International project doubles genomic variation catalog in cloud database

By Anthony Brino
09:47 AM

The 1,000 Genomes Project, an international public-private consortium, has doubled the number of sequenced genomes in its open source catalog of human genomic variations — a great aid, researchers say, in medical efforts to find genetic underpinnings of diseases and individually target treatment.

Funded in part by the National Institutes of Health, with researchers from the U.S., Britain, China, Germany and Canada, the 1000 Genomes Project is trying to catalog variants in the human genome occurring at least in 1 out of 50 people, in an effort to identify common and rare genomic variations. So far the project has mapped the genomes of 1,092 people from 14 populations in Europe, East Asia, sub-Saharan Africa and the Americas.

The findings, published in the October 31 issue of Nature, “provide deeper insights about the presence and pattern of variants in different people's genomes, which is critical information for studying the genomic basis of human disease,” said Eric Green, MD, director of the U.S. National Human Genomic Research Institute.

The project has produced an integrated haplotype map, highlighting parts of the genome often associated with disease susceptibility, drug response and reaction to environmental factors. Researchers identified 38 million single-nucleotide polymorphisms, DNA sequences accounting for most population variations, and mapped varying linear structures in indentifying 1.4 million small DNA base deletions or insertions and 14,000 large DNA base deletions.

All of this in an open source, cloud-based database should expand opportunities for current research and treatment and could help with the commercialization of individual genomic analysis.

There’s something of a bio-tech race right now to offer individual genome sequencing for $1,000. Currently a California-based company, Complete Genomics, can do it for around $5,000.

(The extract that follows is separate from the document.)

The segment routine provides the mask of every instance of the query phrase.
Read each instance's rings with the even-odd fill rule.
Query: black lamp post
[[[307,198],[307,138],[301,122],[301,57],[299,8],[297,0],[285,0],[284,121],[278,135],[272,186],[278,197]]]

The goal is to genetically-tailor pharmaceuticals for individuals and people with similar genes. Of the dozens of treatments available for a particular cancer, some treatments work for some people and don’t for others. In trying to understand genetically how certain people respond to certain treatments, one limitation for researchers has been a lack of large genomic databases, for comparing individuals to broader populations.

[See also: Presidential bioethics panel recommends genomic regulations protecting privacy, innovation]

The 1,000 Genomes Project cost $120 million and has plans to eventually study 2,500 people from 26 populations. The project recently made its datasets available via the cloud with Amazon Web Services, with the hope that researchers will use the databases for their own work and find new innovations.

Aside from medical research, the datasets are also helping trace the evolution of genomic variations across the globe. "I view this project as a Lewis and Clark expedition to the interior of the human genome," Stephen Sherry, chief of reference collections at the National Center for Biotechnology Information’s Information Engineering Branch, said. "We knew the outlines and contours (of the genome). Now, we’re trying to document all the fine details such as the rivers and tributaries."